MEDC notes Michigan is home to 17 advanced battery companies, representing $6 billion in capital investment creating 20,000 new jobs over the next 10 years.
The show attracted 1,400 participants to San Jose; MEDC expects 3,000 at the Novi event.
Library booking more business
New Kent District Library Director Lance Werner paid his first visit to county commissioners last week and said, “Business is booming at Kent District Library.” Werner was referring to a 120-percent increase last year in access to library materials, including e-books, which marked the fifth straight year KDL has had a bump.
Another KDL tidbit from 2010 was patrons used more than 560,000 hours of computer time, which turns out to be the equivalent of 64 years. The average patron would have had to spend $500 on books, $300 on CDs and $200 on DVDs if they had bought those items instead of borrowing them from KDL. Library mavens also downloaded more than 65,000 e-books, audio books and digital music files last year, which would have cost $690,000 to buy. KDL averaged 10,000 daily visitors last year to its 18 branches.
KDL’s millage, .88 mills, gave the system $14.3 million last year — nearly 86 percent of its total revenue. It costs the average Kent County household $60 yearly, and last year KDL had a surplus of almost $550,000.
Werner expects more of the same in the near future, “We’re going to squeeze every penny into a nickel.”
And the list goes on
When the Business Journal sent out a Web Exclusive last week announcing Peopledesign’s inclusion on the Inc. magazine 500/5000 list, which is a ranking of the fastest-growing companies in America, we may have jumped the gun a bit. Since then, we’ve received word that ad agency Kantorwassink and Pro-Vision Video Systems, a Grand Rapids-based maker of rear vision and video recording systems for the law enforcement, pupil transportation and commercial vehicle markets, also made the list.

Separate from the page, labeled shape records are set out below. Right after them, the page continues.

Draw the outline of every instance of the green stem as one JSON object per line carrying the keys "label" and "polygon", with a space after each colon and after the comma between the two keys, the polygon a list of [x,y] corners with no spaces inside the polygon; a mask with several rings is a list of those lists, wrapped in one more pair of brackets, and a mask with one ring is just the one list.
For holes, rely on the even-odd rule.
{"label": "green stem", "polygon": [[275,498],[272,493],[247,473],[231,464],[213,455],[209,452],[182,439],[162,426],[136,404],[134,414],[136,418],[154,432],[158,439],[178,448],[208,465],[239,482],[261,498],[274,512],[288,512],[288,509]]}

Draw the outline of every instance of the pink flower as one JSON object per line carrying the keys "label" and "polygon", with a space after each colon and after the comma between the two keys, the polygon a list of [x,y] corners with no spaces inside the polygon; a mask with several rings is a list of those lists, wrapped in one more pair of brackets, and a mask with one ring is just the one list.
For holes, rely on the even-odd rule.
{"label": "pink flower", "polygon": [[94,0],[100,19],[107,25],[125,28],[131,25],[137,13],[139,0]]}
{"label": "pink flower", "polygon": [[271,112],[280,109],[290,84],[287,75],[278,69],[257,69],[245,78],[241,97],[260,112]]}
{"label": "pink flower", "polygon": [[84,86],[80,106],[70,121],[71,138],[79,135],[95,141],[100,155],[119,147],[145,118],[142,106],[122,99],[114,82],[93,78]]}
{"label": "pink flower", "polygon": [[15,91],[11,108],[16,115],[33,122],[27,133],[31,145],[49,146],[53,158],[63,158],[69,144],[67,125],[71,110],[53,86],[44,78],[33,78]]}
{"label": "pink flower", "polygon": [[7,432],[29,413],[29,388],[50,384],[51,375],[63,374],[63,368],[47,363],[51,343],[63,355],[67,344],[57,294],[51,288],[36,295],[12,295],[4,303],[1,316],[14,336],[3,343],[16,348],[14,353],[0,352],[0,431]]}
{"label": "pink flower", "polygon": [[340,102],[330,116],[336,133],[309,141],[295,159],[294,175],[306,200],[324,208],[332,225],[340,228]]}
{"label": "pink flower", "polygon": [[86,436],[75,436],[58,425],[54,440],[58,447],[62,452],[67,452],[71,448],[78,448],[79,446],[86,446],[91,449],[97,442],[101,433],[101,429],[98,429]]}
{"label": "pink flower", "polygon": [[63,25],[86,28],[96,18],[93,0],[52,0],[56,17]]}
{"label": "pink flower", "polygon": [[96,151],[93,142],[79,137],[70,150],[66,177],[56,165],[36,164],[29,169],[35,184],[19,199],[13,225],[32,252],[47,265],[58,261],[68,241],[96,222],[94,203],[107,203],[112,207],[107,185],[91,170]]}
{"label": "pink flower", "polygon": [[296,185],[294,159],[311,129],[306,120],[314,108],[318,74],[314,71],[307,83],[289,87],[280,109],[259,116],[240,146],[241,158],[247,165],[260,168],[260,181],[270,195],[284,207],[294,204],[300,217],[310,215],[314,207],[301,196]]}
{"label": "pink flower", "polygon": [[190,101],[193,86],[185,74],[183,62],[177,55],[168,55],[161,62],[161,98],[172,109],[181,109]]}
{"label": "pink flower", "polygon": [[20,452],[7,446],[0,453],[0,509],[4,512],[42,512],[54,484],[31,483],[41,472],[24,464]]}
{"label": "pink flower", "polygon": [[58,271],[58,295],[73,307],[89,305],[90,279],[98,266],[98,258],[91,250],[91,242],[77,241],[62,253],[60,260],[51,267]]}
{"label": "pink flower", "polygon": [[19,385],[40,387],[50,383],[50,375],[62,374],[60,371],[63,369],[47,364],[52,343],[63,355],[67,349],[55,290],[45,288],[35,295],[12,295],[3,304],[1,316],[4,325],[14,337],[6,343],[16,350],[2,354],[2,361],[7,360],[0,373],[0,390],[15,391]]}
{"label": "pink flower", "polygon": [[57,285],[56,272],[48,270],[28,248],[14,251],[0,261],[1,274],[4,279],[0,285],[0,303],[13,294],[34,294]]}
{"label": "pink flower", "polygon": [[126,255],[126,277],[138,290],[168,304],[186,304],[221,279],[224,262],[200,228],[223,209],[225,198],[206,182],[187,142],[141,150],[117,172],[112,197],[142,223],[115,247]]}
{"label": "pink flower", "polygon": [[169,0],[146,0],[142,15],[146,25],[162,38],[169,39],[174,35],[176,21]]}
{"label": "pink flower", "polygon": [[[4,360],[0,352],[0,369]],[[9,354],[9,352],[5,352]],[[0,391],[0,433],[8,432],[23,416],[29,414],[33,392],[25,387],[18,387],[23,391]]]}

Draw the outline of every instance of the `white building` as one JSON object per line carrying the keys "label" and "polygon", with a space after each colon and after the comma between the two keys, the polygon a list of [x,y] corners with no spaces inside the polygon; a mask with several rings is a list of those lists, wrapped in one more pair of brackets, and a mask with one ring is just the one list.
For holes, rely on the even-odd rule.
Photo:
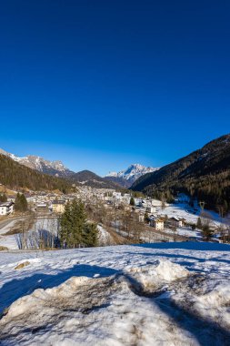
{"label": "white building", "polygon": [[147,213],[155,213],[156,212],[156,209],[155,207],[153,207],[153,206],[148,206],[146,207],[146,212]]}
{"label": "white building", "polygon": [[0,204],[0,215],[9,215],[14,211],[14,202],[5,202]]}
{"label": "white building", "polygon": [[185,219],[181,218],[172,217],[168,220],[175,227],[183,227],[185,224]]}
{"label": "white building", "polygon": [[150,220],[150,226],[154,227],[156,230],[164,230],[164,220],[162,219],[153,219]]}

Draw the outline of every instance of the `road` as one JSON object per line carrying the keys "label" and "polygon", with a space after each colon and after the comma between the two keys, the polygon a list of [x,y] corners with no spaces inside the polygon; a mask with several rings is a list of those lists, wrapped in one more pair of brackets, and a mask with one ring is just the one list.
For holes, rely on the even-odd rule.
{"label": "road", "polygon": [[0,234],[5,234],[10,230],[16,221],[24,219],[25,217],[17,216],[5,219],[0,221]]}

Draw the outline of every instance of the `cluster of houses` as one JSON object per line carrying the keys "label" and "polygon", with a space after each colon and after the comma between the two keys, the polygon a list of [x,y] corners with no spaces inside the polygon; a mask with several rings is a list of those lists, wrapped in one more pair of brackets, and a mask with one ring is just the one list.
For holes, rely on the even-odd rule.
{"label": "cluster of houses", "polygon": [[10,215],[14,212],[13,201],[0,203],[0,216]]}

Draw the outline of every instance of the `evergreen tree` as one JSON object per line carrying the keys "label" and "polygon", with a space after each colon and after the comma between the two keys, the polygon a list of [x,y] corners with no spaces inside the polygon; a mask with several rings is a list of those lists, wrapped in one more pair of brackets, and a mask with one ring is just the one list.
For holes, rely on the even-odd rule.
{"label": "evergreen tree", "polygon": [[28,204],[25,195],[18,192],[15,198],[15,209],[16,211],[25,212],[27,209]]}
{"label": "evergreen tree", "polygon": [[97,245],[97,228],[88,223],[85,206],[80,200],[67,203],[60,218],[60,240],[64,248]]}
{"label": "evergreen tree", "polygon": [[201,222],[201,218],[197,219],[197,224],[196,224],[197,229],[202,229],[202,222]]}
{"label": "evergreen tree", "polygon": [[4,192],[3,194],[0,194],[0,202],[4,203],[6,201],[7,201],[7,196],[5,195],[5,193]]}

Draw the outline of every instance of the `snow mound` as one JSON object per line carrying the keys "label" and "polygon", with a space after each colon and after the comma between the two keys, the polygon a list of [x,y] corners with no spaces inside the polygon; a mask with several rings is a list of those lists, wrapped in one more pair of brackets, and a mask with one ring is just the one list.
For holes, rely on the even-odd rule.
{"label": "snow mound", "polygon": [[190,275],[189,271],[179,264],[164,260],[156,260],[154,264],[133,268],[127,273],[138,283],[138,289],[141,288],[145,291],[157,290]]}
{"label": "snow mound", "polygon": [[73,277],[53,289],[35,290],[32,294],[19,298],[10,306],[7,310],[7,319],[12,319],[25,312],[37,310],[37,308],[44,305],[45,301],[67,300],[73,296],[73,293],[79,287],[89,284],[90,280],[92,280],[92,279],[87,277]]}

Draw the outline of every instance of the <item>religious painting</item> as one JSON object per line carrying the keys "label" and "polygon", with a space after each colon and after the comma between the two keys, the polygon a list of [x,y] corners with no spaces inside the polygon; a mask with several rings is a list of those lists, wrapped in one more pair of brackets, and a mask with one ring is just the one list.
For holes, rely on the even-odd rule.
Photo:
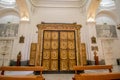
{"label": "religious painting", "polygon": [[58,70],[58,60],[51,61],[51,70]]}
{"label": "religious painting", "polygon": [[50,68],[50,61],[49,60],[43,60],[43,67],[44,67],[44,70],[49,70]]}
{"label": "religious painting", "polygon": [[51,42],[52,49],[58,49],[58,40],[52,40]]}
{"label": "religious painting", "polygon": [[68,61],[60,60],[60,70],[68,70]]}
{"label": "religious painting", "polygon": [[52,32],[52,40],[57,40],[58,39],[58,32]]}
{"label": "religious painting", "polygon": [[19,24],[0,24],[0,37],[17,37]]}
{"label": "religious painting", "polygon": [[70,40],[74,39],[74,32],[68,32],[68,39]]}
{"label": "religious painting", "polygon": [[67,49],[67,41],[66,40],[60,40],[60,48]]}
{"label": "religious painting", "polygon": [[25,37],[23,35],[20,36],[19,43],[24,43],[24,39],[25,39]]}
{"label": "religious painting", "polygon": [[60,32],[60,39],[67,39],[67,32]]}
{"label": "religious painting", "polygon": [[58,59],[58,51],[57,50],[51,51],[51,59]]}
{"label": "religious painting", "polygon": [[44,39],[51,39],[51,32],[50,31],[44,32]]}
{"label": "religious painting", "polygon": [[75,50],[69,50],[68,54],[69,54],[69,59],[75,59]]}
{"label": "religious painting", "polygon": [[68,41],[68,48],[69,49],[74,49],[75,48],[74,40]]}
{"label": "religious painting", "polygon": [[49,59],[49,58],[50,58],[50,50],[44,50],[43,59]]}
{"label": "religious painting", "polygon": [[95,44],[96,43],[96,38],[93,36],[93,37],[91,37],[91,43],[92,44]]}
{"label": "religious painting", "polygon": [[67,59],[67,50],[60,50],[60,59]]}
{"label": "religious painting", "polygon": [[96,33],[98,38],[117,38],[115,25],[96,25]]}
{"label": "religious painting", "polygon": [[73,66],[76,65],[76,61],[73,59],[73,60],[69,60],[69,69],[70,70],[73,70]]}
{"label": "religious painting", "polygon": [[44,41],[44,49],[50,49],[50,41],[49,40]]}

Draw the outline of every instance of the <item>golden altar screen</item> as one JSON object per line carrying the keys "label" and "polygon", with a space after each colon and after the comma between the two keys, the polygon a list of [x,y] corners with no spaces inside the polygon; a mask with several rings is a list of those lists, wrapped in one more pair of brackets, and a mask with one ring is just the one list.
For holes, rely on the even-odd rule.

“We are especially proud of the fact that we have been able to continue to grow and thrive here in Grand Rapids and be part of Michigan’s economic engine with bright, young, future-focused talent who choose to stay or move here,” said Wendy Wassink, a founding partner with Dave Kantor in the ad agency. “This recognition says a lot about the quality of work that can be found in the Midwest.”
Steve Peacock, founder and CEO of Pro-Vision, had much the same reaction. “As the only mobile video system company listed this year, Pro-Vision is proud to be featured among this year’s list of diverse and prominent brands.”
Send a letter
Mike Malaney, president of Travel Leaders of Grand Rapids, was featured in the Aug. 22 Business Journal with a report on the state of the travel industry.
That story must have fired him up, because on Monday he zipped off a letter to President Barack Obama to give him an update on the industry. Malaney took exception to the chief executive’s remarks during a town hall meeting in Illinois when Obama answered a question about job opportunities with: “One of the challenges in terms of rebuilding our economy is — businesses have gotten so efficient that when was the last time somebody went to a bank teller instead of using an ATM? Or used a travel agent instead of going online? A lot of jobs that used to require people now have become automated.”
Malaney acknowledged that the leader of the free world probably didn’t mean any intentional slight to the travel agency industry, but asked that in the future Obama provide a more balanced approach by recognizing the contributions travel agents make to the economy and America’s travelers.
“After all, President Obama’s own travel plans are far too important to be left to the Internet.”